For women with advanced breast cancer who carry the BRCA1 and BRCA2 gene mutations, an experimental drug could improve survival, a new study suggests.
The BRCA mutations are linked with a greater risk for aggressive breast and ovarian cancer. The drug, talazoparib, works by blocking an enzyme called poly ADP ribose polymerase (PARP), thus preventing cancer cells from killing healthy ones.
In a phase 3 trial of 431 women, funded by the drug's maker, those who received talazoparib lived longer without their cancer progressing than women treated with standard chemotherapy by an average of three months, researchers found.

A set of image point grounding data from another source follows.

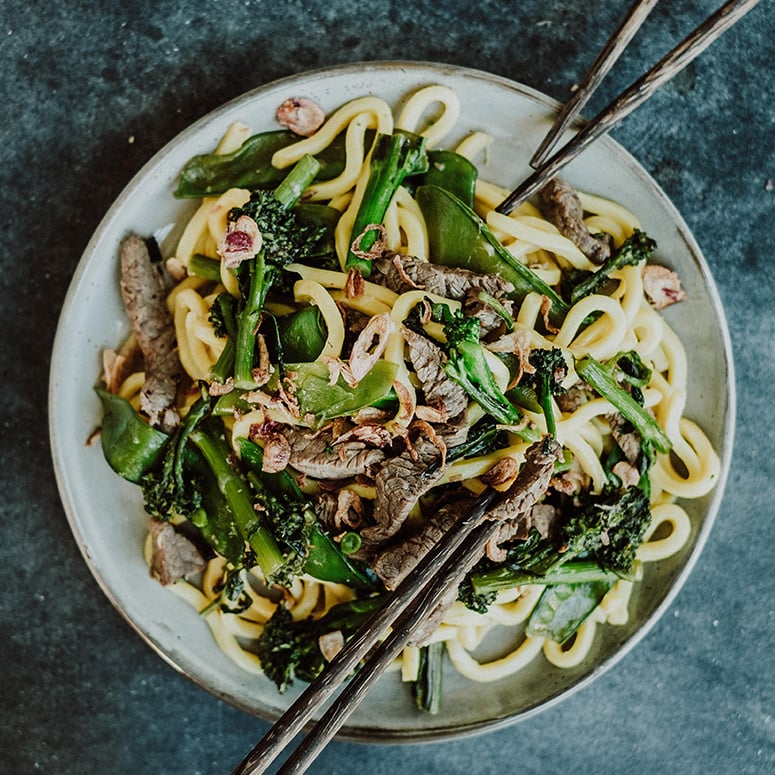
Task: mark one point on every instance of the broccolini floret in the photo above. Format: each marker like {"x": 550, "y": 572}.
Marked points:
{"x": 284, "y": 239}
{"x": 550, "y": 371}
{"x": 290, "y": 649}
{"x": 393, "y": 158}
{"x": 635, "y": 249}
{"x": 605, "y": 529}
{"x": 467, "y": 364}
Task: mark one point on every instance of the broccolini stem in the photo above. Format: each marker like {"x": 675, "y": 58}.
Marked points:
{"x": 599, "y": 377}
{"x": 510, "y": 576}
{"x": 393, "y": 158}
{"x": 248, "y": 322}
{"x": 237, "y": 493}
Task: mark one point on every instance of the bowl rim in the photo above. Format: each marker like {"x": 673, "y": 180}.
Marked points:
{"x": 369, "y": 734}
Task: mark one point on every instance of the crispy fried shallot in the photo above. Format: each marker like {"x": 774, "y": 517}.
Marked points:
{"x": 240, "y": 242}
{"x": 301, "y": 115}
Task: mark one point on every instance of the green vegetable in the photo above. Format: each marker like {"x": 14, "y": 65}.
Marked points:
{"x": 170, "y": 490}
{"x": 563, "y": 607}
{"x": 427, "y": 688}
{"x": 131, "y": 446}
{"x": 510, "y": 575}
{"x": 601, "y": 377}
{"x": 303, "y": 334}
{"x": 635, "y": 249}
{"x": 315, "y": 550}
{"x": 546, "y": 381}
{"x": 222, "y": 314}
{"x": 234, "y": 487}
{"x": 250, "y": 166}
{"x": 393, "y": 158}
{"x": 317, "y": 397}
{"x": 453, "y": 173}
{"x": 467, "y": 364}
{"x": 457, "y": 236}
{"x": 289, "y": 650}
{"x": 475, "y": 599}
{"x": 285, "y": 240}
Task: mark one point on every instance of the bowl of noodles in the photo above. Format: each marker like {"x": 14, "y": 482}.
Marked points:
{"x": 497, "y": 667}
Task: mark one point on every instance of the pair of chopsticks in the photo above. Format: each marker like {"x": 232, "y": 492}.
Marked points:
{"x": 421, "y": 591}
{"x": 413, "y": 601}
{"x": 636, "y": 94}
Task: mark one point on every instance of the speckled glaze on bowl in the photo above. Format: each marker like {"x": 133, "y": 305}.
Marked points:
{"x": 106, "y": 513}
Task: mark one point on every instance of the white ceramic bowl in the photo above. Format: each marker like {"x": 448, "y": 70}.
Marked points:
{"x": 106, "y": 513}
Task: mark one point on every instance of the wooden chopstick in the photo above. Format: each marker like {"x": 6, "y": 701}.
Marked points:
{"x": 413, "y": 587}
{"x": 635, "y": 95}
{"x": 425, "y": 586}
{"x": 604, "y": 61}
{"x": 415, "y": 614}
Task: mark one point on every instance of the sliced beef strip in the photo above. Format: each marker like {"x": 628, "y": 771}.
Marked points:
{"x": 529, "y": 486}
{"x": 428, "y": 361}
{"x": 394, "y": 564}
{"x": 144, "y": 296}
{"x": 489, "y": 319}
{"x": 173, "y": 556}
{"x": 399, "y": 483}
{"x": 403, "y": 273}
{"x": 313, "y": 454}
{"x": 564, "y": 210}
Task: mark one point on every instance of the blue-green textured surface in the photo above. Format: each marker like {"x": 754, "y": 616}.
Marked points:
{"x": 80, "y": 691}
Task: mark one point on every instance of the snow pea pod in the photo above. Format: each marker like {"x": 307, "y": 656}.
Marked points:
{"x": 302, "y": 334}
{"x": 250, "y": 166}
{"x": 563, "y": 607}
{"x": 130, "y": 445}
{"x": 453, "y": 173}
{"x": 458, "y": 237}
{"x": 325, "y": 401}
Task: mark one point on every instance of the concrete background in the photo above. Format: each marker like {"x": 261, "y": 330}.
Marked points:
{"x": 79, "y": 690}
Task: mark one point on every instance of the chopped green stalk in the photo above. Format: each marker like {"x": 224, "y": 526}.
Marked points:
{"x": 563, "y": 607}
{"x": 496, "y": 305}
{"x": 284, "y": 240}
{"x": 427, "y": 687}
{"x": 222, "y": 318}
{"x": 324, "y": 560}
{"x": 393, "y": 158}
{"x": 550, "y": 369}
{"x": 316, "y": 396}
{"x": 635, "y": 249}
{"x": 203, "y": 266}
{"x": 301, "y": 175}
{"x": 247, "y": 324}
{"x": 235, "y": 489}
{"x": 505, "y": 577}
{"x": 170, "y": 490}
{"x": 457, "y": 236}
{"x": 600, "y": 377}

"For women with metastatic breast cancer and a BRCA mutation, PARP inhibitors may be considered for their treatment," said lead researcher Dr. Jennifer Litton, an associate professor of breast medical oncology at the University of Texas M.D. Anderson Cancer Center in Houston.
When it's functioning properly, BRCA actually helps repair damaged DNA and prevents tumors, but when BRCA1 and BRCA2 go awry, they encourage breast cancers.
PARP inhibitors such as talazoparib appear to interfere with the function of mutated BRCA in breast cells, causing them to die rather replicate.
In addition, several ongoing studies are looking at combinations with PARP inhibitors "to try to expand who may benefit or lengthen how long they may work," Litton said.
The trial results are preliminary, as talazoparib has not yet been approved by the U.S. Food and Drug Administration.
In January, the FDA approved the first PARP inhibitor, Lynparza, to treat BRCA-mutated breast cancer.
Similar drugs have already been used to treat advanced, BRCA-mutated ovarian cancer, according to the agency.